Paula Pfeifer Moreira
16/12/2016 at 12:47O silêncio é um refúgio para todos nós!
:*
Brenna vitoria
09/08/2022 at 12:54Simmm verdade mesmo concordo com você melhor coisa que a gente fazer e fica no silêncio
Marcia Valeria Costa
08/12/2016 at 16:55Com certeza é bem assim mesmo,me sinto cansada e frustada no fim do dia,como já relatei anteriormente sou surda bilateral , a falta de paciência é uma constante,tem momento que fico tonta,quando muitos falam ao mesmo tempo,ultimamente gosto muito de ficar sozinha.
michelle bonnamain
08/12/2016 at 16:43Lindo texto,mas o que me deixa ainda mais incomodada são pelo simples fatos dos colegas de trabalho não medir esforços em fazer bulling da falta de audição ou ser forçada a trabalhar lidando com um público que muitas vezes é mal educado e grosseiro quando pedimos para repetir e que o aparelho auditivo fica apitando e falhando,no fim do dia estou assim,triste e cansada.
Paula Pfeifer Moreira
16/12/2016 at 12:04Eu pedi pra sair do atendimento ao público na época em que usava aparelhos auditivos.
Porque vc também nao pede?
isis
08/12/2016 at 14:46adorei… percebo meu filho há seis anos e acho que é bem isso . Mesmo para as crianças.
Obrigada por compartilhar a sua visão… isso nos ajuda a entender nossos filhos
bjs
Paula Pfeifer Moreira
16/12/2016 at 12:03Qualquer ajuda que precisar, é só falar.
beijos
Sabrina
08/12/2016 at 12:40Cada palavrinha escrita neste artigo descreve exatamente o que vivi antes de começar a usar os aparelhos auditivos.

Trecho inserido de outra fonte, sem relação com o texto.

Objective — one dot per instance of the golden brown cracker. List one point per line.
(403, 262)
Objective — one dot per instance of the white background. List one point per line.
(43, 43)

Constrangimentos, chacotinhas, abusos do tipo que a pessoa fala uma coisa e depois desfala com a desculpa de que entendi errado por causa do problema com a audição, falta de compreensão até por parte da “família”, etc… Na verdade ainda passo por algumas das situações descritas, mas não como antes… e a minha qualidade de vida só tem melhorado graças a Deus. Parabéns pelo blog! ??????